GARDENER'S SUPPLY has long been a socially responsible business, which we've expressed by supporting employee volunteerism, sourcing sustainable products and donating 8 percent of our profits back to the community. To solidify our commitment, we have become a certified B Corp, a relatively new corporate designation that combines bottom-line profits and social responsibility.

What's in the name? The B is for benefit, and it's Corp as in corporation.

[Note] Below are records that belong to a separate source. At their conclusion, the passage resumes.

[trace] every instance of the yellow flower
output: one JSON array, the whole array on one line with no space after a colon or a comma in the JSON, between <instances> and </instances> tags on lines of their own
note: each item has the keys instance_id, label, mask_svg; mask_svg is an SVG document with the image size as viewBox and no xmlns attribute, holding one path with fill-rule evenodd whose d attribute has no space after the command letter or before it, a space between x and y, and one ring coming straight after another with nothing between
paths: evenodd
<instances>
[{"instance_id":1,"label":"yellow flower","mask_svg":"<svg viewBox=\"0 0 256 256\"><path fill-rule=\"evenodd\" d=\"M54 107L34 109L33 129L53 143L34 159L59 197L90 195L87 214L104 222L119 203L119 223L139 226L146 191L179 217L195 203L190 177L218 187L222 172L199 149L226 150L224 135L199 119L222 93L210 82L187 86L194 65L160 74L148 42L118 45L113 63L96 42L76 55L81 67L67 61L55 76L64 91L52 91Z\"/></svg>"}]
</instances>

As a B Corp – benefit corporation – we believe that business can be a source for good by serving shareholders and society. How a company serves society can take many forms, including environmental stewardship, service to those in need, sustainability and more. Like other companies with B Corp certification, we are change-makers that use the power of business to solve social and environmental problems.

<snip>
http://www.gardeners.com/B-Corporation/8587,default,pg.html

<snip>

It’s hard to think of any two states more different than Texas and Vermont. For one, Texas has gushers of oil and gas, while Vermont has, well, maple syrup. As early as the 1940s, Texas surpassed Vermont in per capita income. Vermont had virtually nothing going for it—no energy resources except firewood, no industry except some struggling paper mills and failing dairies. By 1981, per capita income in Vermont had fallen to 17 percent below that of Texas. That year, the state’s largest city elected a self-described “democratic socialist,” Bernie Sanders, to be its mayor. Vermont, it might seem, was on the road to serfdom and inevitable failure.

But then a great reversal in the relative prosperity of the two states happened, as little Vermont started getting richer faster than big Texas. By 2001, Texas lost its lead over Vermont in per capita income. By 2012, despite its oil and gas boom and impressive job creation numbers, Texas was 4.3 percent poorer than Vermont in per capita income.

<snip>
http://www.washingtonmonthly.com/magazine/march_april_may_2014/features/oops_the_texas_miracle_that_is049289.php?page=all


http://taxfoundation.org/article/2014-state-business-tax-climate-index

http://www.bobthegreenguy.com/politics/the-ten-worst-states-for-business/
bobsal u1553115
 
  2  
Reply Tue 18 Mar, 2014 08:19 am
http://media.zenfs.com/en_us/News/ucomics.com/dt140317.gif
0 Replies
 
OmSigDAVID
 
  1  
Reply Tue 18 Mar, 2014 09:58 am
@raprap,
raprap wrote:
2) The problem with dim-witted politicians
is that they never learn that politics is compromise.
I 'd rather vote for a representative who will STAND UP FOR WHAT IS RIGHT,
not progressively dilute it with compromise.
U compromise. After the 2nd compromise, u 've lost 75% of what u had.
Meaning no disrespect: that is the philosophy of a loser.

I think that the Reichstag shud have voted against
Jews being forced to wear stars; not that thay must
wear them 3 days a week.

If there is a bill in a legislature to return blacks to slavery,
I think that the 13th Amendment shud be conservatively enforced, NOT
that the blacks be mandated back into slavery one day a week, as a COMPROMISE. Disagree??



If u have a yard-sale, Rap, its OK to negotiate and to COMPROMISE
on the price of an old lamp, but not if a customer wants to buy a nite with your daughter, or your mom.
coldjoint
 
  0  
Reply Tue 18 Mar, 2014 04:06 pm
@OmSigDAVID,
Quote:
U compromise. After the 2nd compromise, u 've lost 75% of what u had.
Meaning no disrespect: that is the philosophy of a loser.


Yes it is, but look who you are replying to.